With antibiotic resistance on the increase throughout the world, boffins at the University of York have made significant advance in understanding how bacteria use proteins to conduct a type of biological warfare, thus taking them a step closer to making a ‘smarter’ antibiotic.

The research team from the Department of Biology, led by Professor Colin Kleanthous, discovered a critical element in the mode of action of a class of colicins (so-called DNases)- protein antibiotics that are potent toxics used by bacteria like E. coli - that kill cells by destroying their DNA.

Professor Colin Kleanthous said that understanding how bacteria kill each other with protein toxins has brought boffins a step closer to developing ‘tailor-made’ antibiotics.

"Antibiotic resistance is on the increase throughout the world. Understanding how bacteria have evolved to kill each other with protein toxins might offer ways of constructing new, tailor-made antibiotics that target particular microorganisms," he said.

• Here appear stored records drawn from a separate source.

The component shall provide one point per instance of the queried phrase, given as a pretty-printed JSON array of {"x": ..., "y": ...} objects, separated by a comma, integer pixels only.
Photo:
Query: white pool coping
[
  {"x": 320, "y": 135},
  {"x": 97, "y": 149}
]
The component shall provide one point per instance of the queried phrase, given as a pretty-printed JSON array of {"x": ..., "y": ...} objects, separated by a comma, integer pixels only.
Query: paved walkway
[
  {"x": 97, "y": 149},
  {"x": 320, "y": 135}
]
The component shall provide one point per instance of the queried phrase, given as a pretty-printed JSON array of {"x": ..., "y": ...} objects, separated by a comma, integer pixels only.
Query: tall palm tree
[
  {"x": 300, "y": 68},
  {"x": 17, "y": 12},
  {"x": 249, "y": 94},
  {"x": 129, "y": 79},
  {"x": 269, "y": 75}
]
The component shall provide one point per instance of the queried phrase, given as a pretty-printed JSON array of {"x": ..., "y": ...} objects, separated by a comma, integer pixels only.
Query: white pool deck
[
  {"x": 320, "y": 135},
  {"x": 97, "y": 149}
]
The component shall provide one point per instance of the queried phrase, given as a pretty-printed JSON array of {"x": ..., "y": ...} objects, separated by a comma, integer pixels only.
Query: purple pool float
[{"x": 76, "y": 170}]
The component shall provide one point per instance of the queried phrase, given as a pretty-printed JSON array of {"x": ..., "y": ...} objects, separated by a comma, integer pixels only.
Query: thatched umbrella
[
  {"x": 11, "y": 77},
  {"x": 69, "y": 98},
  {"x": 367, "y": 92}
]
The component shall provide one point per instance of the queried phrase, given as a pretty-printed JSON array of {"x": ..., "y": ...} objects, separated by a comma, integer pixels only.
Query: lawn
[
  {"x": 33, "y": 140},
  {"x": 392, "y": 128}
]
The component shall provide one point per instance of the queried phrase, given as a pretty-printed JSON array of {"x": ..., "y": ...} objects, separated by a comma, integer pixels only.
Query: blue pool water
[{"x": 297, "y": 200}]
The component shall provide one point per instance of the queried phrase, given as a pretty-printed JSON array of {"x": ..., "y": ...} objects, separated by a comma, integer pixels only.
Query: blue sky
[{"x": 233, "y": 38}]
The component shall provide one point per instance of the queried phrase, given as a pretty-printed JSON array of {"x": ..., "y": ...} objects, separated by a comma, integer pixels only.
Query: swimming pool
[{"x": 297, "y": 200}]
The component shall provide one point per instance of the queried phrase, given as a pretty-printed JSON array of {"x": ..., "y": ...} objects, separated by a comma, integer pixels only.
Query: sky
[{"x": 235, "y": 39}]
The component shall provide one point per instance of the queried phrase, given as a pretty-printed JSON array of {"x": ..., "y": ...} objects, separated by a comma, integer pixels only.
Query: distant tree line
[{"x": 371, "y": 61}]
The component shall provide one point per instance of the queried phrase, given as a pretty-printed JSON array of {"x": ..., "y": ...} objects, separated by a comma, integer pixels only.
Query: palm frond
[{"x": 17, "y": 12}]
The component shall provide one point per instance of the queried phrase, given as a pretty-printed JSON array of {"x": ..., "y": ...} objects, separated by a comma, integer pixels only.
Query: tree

Though most proteins have a folded structure, DNase colicins are only partially so. The scientists found that the unfolded part of DNase colicin structure makes its way into an unsuspecting bacterium and blocks a key process that lowers the cell's defences and allows the toxin to enter.

Researchers are now trying to establish what it is about this blocking mechanism , christened 'competitive recruitment', that lowers the cells' defences toward the colicin.

The research is published in the latest edition of the Proceedings of the National Academy of Sciences (PNAS).